The winter Atlas map fairly shows this species’ typical distribution in the county, entirely coastal and mainly clustered around the northwest Wirral. Maximum counts of 30, 6 and 66 were submitted from Hilbre for the three winters, and very large flocks of 120 and 450 birds were reported in November 2004 from two tetrads on Hoylake shore (SJ28E and SJ29A), flying west after gales eased. Elsewhere in the outer Dee or north Wirral coast, one or two birds were found in several squares.

Coward (1910) wrote that the Guillemot is plentiful in Liverpool Bay in the summer months, and is often driven close inshore in winter. He noted that dead bodies of the auks could be found lying amongst the tideline debris at any time of year. Bell (1962) described the species as common in small numbers off the coast at any time outside the breeding season. Most birds in winter were alone or in parties of fewer than ten birds, although strong winds could change the picture, with 44 counted after gales on 6 January 1957. The histogram of Hilbre records for 1957-1977 shows an average of about 30 bird-days each winter (Craggs 1982). Most subsequent annual bird reports for the county indicate winter presence in small numbers, although unfortunately few counts are given until 2002; flocks of 25 on 25 November 1984, 50 on 24 December 1991 and 25 on 9 February 2002 were singled out for mention. From 2002 onwards, the monthly maxima at Hilbre were tabulated, with peak figures for each month of 20 in November (2005), 35 in December (2006), 30 in January (2005) and seven in February (2002), with 85 counted off Hoylake on 27 November 2003. The lack of data in Cheshire and Wirral Bird Reports precludes any comparison with the numbers off the coasts of Lancashire and North Merseyside, where there has been a dramatic decline in sightings of Guillemots since about the mid-1990s, for unknown reasons (White et al 2008).

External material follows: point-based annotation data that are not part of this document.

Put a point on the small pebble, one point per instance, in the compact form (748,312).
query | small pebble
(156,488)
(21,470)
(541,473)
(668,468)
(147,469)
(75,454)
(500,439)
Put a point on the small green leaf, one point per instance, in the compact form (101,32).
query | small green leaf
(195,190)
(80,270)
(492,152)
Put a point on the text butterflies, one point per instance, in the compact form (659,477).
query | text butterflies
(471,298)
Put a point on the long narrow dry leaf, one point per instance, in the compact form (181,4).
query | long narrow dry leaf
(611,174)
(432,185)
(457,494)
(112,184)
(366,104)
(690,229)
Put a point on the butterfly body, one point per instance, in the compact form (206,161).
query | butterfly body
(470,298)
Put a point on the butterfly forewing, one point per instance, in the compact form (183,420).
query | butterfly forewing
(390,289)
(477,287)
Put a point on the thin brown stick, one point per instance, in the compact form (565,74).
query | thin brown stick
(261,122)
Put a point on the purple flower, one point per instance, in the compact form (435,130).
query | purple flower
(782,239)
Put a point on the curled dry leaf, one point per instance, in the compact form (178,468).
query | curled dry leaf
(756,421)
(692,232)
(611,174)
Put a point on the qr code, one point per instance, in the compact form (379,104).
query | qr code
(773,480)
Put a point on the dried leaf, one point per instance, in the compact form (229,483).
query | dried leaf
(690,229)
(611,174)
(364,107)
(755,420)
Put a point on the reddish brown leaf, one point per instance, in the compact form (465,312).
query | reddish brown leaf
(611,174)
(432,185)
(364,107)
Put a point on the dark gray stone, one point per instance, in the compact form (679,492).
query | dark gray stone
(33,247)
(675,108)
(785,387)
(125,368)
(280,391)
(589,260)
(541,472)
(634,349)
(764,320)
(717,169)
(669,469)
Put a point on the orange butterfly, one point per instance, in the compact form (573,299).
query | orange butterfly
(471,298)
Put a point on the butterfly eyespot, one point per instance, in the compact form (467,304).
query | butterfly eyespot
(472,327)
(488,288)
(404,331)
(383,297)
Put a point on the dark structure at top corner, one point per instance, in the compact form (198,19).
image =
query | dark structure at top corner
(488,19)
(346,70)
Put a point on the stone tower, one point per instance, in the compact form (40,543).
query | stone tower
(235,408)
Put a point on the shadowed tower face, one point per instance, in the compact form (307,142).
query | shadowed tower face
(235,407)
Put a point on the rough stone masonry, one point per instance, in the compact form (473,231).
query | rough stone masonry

Away from the northwest corner of Wirral, few birds are found in Cheshire and Wirral. There is only one record in a county bird report at the Mersey end of the Wirral coast, one at New Brighton on 6 February 1983, a date coinciding with one of the biggest recorded incidents of mass mortality of auks in the North Sea and Scotland (BTO Winter Atlas). Guillemots occasionally move as far up the Dee estuary as Burton, but inland records are rare, with just five birds found in the last forty years (CWBRs). Their preferred diet is squid, pelagic worms and crustaceans, difficult to find away from the sea.